# Saint-Saens Melodies orchestrated



## Anankasmo (Jun 23, 2017)

So recently I bought a new album called "Saint-Saens Melodies avec Orchestre." Since I know most of Saint-Saens output I was interested how Saint-Saens composed his Melodies (French for Lieder) and of what quality they are. 
I also know that Saint-Saens was a great orchestrator (it says all I think when Ravel(Top leauge of orchestators) said he learned orchestration from Saint-Saens) and how he managed to convert many of his chamber works into great orchestral pieces (e.g. Introduction and Rondo Capriciosso, Finale of the 3rd Violin Concerto or Allegro Appassionato for Cello/Piano). 
To cut it short I was not expecting what was to come at all. The 19 out of Saint-Saens 20 and something orchestrated songs featured in the album are all great while some are real gems and show just why his most famous pupil Faure (the French Schubert - who is critically acclaimed to be the greatest French song writer) considered Saint-Saens to be the greatest living French composer....

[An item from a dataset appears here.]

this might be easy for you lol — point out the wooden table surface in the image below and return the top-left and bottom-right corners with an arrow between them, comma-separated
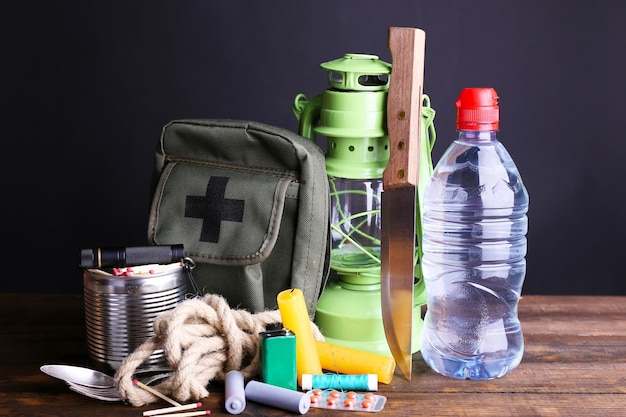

Beautiful, transparent orchestration, long spun melodies and exotic flair. Those songs have it all. 
My favourites would be Angelus, La Brise, Extase, Desir d'Amour, Souvenances, Les cloches de la mer, La splendeur vide, Le pas d'armes du roi jean, La cloche, Plainte, Au cementiere and Danse Macabre (Version with voices).

It is a real discovery and the label Alpha Classics did a great deal for Saint-Saen's reputation. Anyone who is interested in French romantic Melodies should check out this album. The interpreters Yann Beuron and Tassis Christoyannis sing the pieces beautifully and with great flair and the orchestra under Markus Poschner is of high calibre. 

Has anyone also bought the album and has an opinion on it?


----------



## Anankasmo (Jun 23, 2017)

Also there is a version for Saint-Saens's melodies where the voice is replaced by an oboe. That is also a great album of great intimacy. 

It is from Bart Schneemann and Paolo Giacometti


----------



## Pugg (Aug 8, 2014)

SAINT-SAËNS, mélodies avec orchestre - CD (Alpha Classics)
It's on my wish list for long , birthday almost coming up.


----------



## Anankasmo (Jun 23, 2017)

That's it. Unfortunately i don't know how to post pictures or videos but you did it for me! Thanks. 
I hope you will like the disc and have a great birthday


----------



## Pugg (Aug 8, 2014)

Anankasmo said:


> That's it. Unfortunately i don't know how to post pictures or videos but you did it for me! Thanks.
> I hope you will like the disc and have a great birthday


If you read this you can find all the help you need, if not feel free to ask.
http://www.talkclassical.com/45348-posting-pictures.html


----------